Ct. App. 3d Cir. 2001).
With
this in mind, and given Louisiana’s rigid enforcement of claims made and
reporting policy requirements, the court concluded that the failure of the
insured to report the claim while the policy was in effect was binding on First
American’s right to insurance benefits. In
this connection, the court cited to its earlier decision in Resolution Trust Corp. v. Ayo, 31 F.3d
285 (5th Cir. 1994), noting that “[w]hile the absence of prejudice-preventing
notice generally does not bar a third-party action under the Direct Action
Statute, the absence of claim-triggering reporting can prevent such an action
because relaxing this reporting requirement expands coverage, which ‘constitutes
prejudice as a matter of law.”
In
reaching its decision, the court considered First American’s argument that
failure to report a claim during the policy period should be considered in the
same light as late notice of occurrence or suit under an occurrence policy,
which Louisiana courts have held does not operate to the detriment of injured
third-parties.

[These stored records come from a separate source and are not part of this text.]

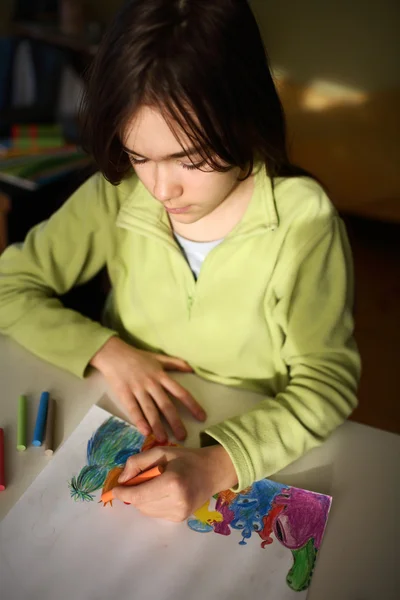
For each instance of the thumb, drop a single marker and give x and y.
(142, 462)
(171, 363)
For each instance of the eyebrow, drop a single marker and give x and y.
(182, 154)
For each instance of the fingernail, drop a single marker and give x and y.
(181, 433)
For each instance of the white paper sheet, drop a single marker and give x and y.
(55, 548)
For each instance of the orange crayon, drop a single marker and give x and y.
(141, 478)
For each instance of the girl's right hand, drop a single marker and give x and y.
(142, 385)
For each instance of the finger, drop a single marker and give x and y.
(141, 495)
(169, 411)
(137, 463)
(152, 415)
(170, 363)
(134, 413)
(161, 509)
(176, 390)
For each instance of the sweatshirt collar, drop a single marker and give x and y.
(140, 211)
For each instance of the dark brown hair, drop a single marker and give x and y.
(203, 64)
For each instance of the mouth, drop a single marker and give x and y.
(177, 211)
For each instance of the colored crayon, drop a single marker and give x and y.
(141, 478)
(2, 471)
(21, 424)
(49, 436)
(41, 420)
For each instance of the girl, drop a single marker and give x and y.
(224, 258)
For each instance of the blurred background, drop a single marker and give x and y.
(336, 65)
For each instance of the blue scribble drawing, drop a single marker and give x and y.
(110, 446)
(249, 508)
(297, 518)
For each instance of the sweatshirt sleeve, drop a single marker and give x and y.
(65, 251)
(314, 312)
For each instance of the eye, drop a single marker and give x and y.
(192, 167)
(136, 161)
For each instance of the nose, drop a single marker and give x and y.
(166, 185)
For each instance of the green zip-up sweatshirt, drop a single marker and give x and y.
(270, 311)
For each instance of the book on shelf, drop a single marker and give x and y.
(33, 170)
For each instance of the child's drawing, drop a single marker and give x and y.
(296, 518)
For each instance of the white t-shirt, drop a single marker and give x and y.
(196, 252)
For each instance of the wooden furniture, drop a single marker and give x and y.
(5, 207)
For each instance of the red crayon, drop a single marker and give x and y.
(2, 476)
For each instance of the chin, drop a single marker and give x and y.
(186, 218)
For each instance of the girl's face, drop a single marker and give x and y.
(187, 193)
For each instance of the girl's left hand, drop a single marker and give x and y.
(191, 477)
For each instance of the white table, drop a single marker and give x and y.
(358, 466)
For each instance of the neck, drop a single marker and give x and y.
(219, 223)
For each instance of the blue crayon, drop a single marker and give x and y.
(41, 420)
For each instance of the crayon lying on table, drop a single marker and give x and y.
(2, 473)
(141, 478)
(21, 424)
(49, 435)
(41, 420)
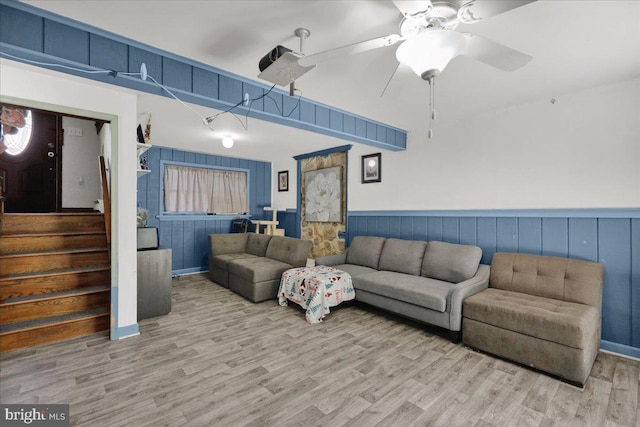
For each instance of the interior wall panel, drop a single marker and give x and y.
(187, 237)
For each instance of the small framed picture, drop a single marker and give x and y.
(283, 181)
(371, 168)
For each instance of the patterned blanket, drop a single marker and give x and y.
(315, 289)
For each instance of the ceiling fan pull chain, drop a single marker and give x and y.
(432, 107)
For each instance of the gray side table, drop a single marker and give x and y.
(154, 283)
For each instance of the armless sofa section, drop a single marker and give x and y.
(423, 281)
(252, 264)
(539, 311)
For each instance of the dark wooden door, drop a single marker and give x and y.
(32, 182)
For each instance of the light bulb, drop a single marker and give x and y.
(429, 52)
(227, 141)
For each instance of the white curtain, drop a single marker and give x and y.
(188, 189)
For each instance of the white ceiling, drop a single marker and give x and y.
(575, 45)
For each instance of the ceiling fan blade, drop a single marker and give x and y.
(477, 10)
(395, 70)
(494, 54)
(412, 7)
(350, 49)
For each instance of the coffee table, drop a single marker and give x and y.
(315, 289)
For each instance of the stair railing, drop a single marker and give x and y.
(106, 201)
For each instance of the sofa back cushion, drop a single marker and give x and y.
(289, 250)
(403, 256)
(450, 262)
(235, 243)
(257, 244)
(563, 279)
(365, 251)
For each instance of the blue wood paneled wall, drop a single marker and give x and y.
(187, 237)
(610, 237)
(38, 35)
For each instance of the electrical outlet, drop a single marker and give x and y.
(74, 131)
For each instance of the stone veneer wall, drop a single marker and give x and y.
(324, 235)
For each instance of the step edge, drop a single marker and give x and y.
(54, 297)
(46, 325)
(55, 252)
(51, 234)
(51, 273)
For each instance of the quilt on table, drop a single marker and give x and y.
(315, 289)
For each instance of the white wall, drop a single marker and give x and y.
(57, 89)
(581, 152)
(80, 165)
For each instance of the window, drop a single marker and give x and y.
(17, 142)
(193, 189)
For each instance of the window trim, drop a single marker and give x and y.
(193, 216)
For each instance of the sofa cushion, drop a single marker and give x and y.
(289, 250)
(365, 251)
(257, 244)
(258, 269)
(565, 323)
(403, 256)
(565, 279)
(421, 291)
(354, 270)
(451, 262)
(228, 243)
(221, 261)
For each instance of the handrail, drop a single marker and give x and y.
(106, 201)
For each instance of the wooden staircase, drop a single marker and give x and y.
(55, 278)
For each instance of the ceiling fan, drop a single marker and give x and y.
(428, 41)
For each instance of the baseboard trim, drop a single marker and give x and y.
(187, 271)
(620, 350)
(126, 331)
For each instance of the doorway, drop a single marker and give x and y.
(50, 163)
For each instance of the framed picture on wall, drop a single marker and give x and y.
(283, 181)
(371, 168)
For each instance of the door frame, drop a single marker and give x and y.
(113, 120)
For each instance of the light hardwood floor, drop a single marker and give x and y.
(219, 360)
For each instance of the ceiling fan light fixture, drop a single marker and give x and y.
(429, 53)
(227, 141)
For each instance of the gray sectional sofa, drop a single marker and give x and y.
(423, 281)
(540, 311)
(252, 264)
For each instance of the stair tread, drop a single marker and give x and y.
(54, 251)
(46, 321)
(55, 214)
(60, 294)
(85, 269)
(52, 233)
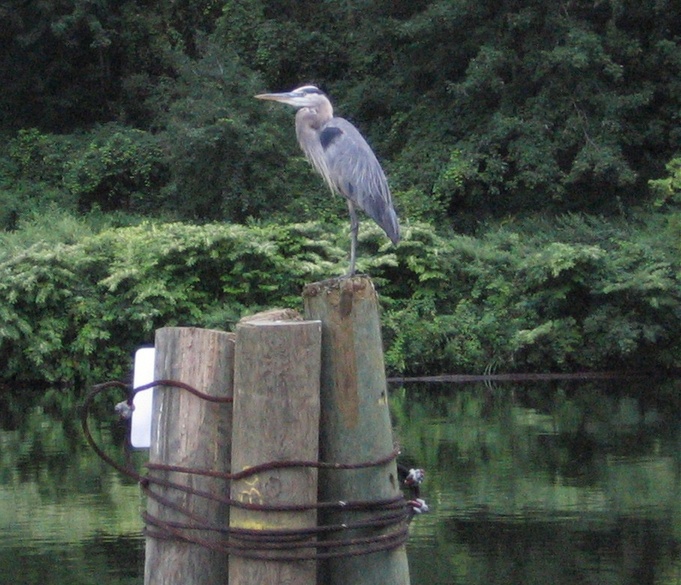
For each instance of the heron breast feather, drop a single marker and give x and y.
(329, 135)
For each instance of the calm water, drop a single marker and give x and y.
(539, 483)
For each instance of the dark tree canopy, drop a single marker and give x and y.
(478, 109)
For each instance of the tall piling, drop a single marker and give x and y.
(355, 425)
(189, 432)
(276, 419)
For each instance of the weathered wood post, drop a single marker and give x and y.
(276, 418)
(190, 432)
(355, 421)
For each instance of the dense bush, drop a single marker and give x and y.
(525, 296)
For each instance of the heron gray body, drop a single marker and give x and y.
(337, 150)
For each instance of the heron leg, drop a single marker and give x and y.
(354, 229)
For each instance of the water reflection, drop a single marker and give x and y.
(539, 483)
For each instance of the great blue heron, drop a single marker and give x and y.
(337, 150)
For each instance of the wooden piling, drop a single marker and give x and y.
(190, 432)
(355, 422)
(276, 418)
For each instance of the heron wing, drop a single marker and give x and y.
(353, 170)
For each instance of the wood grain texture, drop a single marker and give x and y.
(355, 420)
(190, 432)
(276, 414)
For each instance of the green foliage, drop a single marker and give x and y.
(667, 191)
(119, 169)
(588, 295)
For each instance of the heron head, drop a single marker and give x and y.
(306, 96)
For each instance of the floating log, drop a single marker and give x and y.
(192, 433)
(276, 418)
(355, 424)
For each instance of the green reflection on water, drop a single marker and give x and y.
(541, 483)
(65, 516)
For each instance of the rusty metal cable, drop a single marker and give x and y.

The court rejected this reasoning,
drawing a clear distinction between occurrence-based policies and claims made
and reported policies:
Unlike occurrence policies, where a third party's claim vests
at the time of the injury or occurrence … a claims-made-and-reported policy
establishes certain conditions precedent to coverage…Claim-triggering reporting
is one of these conditions. By serving as a required element for establishing a
claim under a claims-made-and-reported policy's insuring clause,
claim-triggering reporting "allow[s] the insurer to 'close its books' on a
policy at its expiration and therefore 'attain a level of predictability
unattainable under standard occurrence policies.'" … In exchange for the
assurance that it will be liable for only those claims that are made and
reported to it during the policy's effective term, an insurer may make certain concessions,
such as accepting a lower policy premium. In light of the delicate balance in
these policies, we strictly construe notice and reporting requirements in
claims-made policies because of their important role in defining the scope of
different in scope of temporal coverage.
First
American’s argument, concluded the court, would improperly expand the policy’s
scope of coverage, and the bargained-for-exchange between Continental and its
insured. As such, the Fifth Circuit concurred
with the lower court’s reasoning that allowing First American to recover under
the policy under such circumstances would effectively transform the policy from
a claims-made policy into an occurrence-based policy.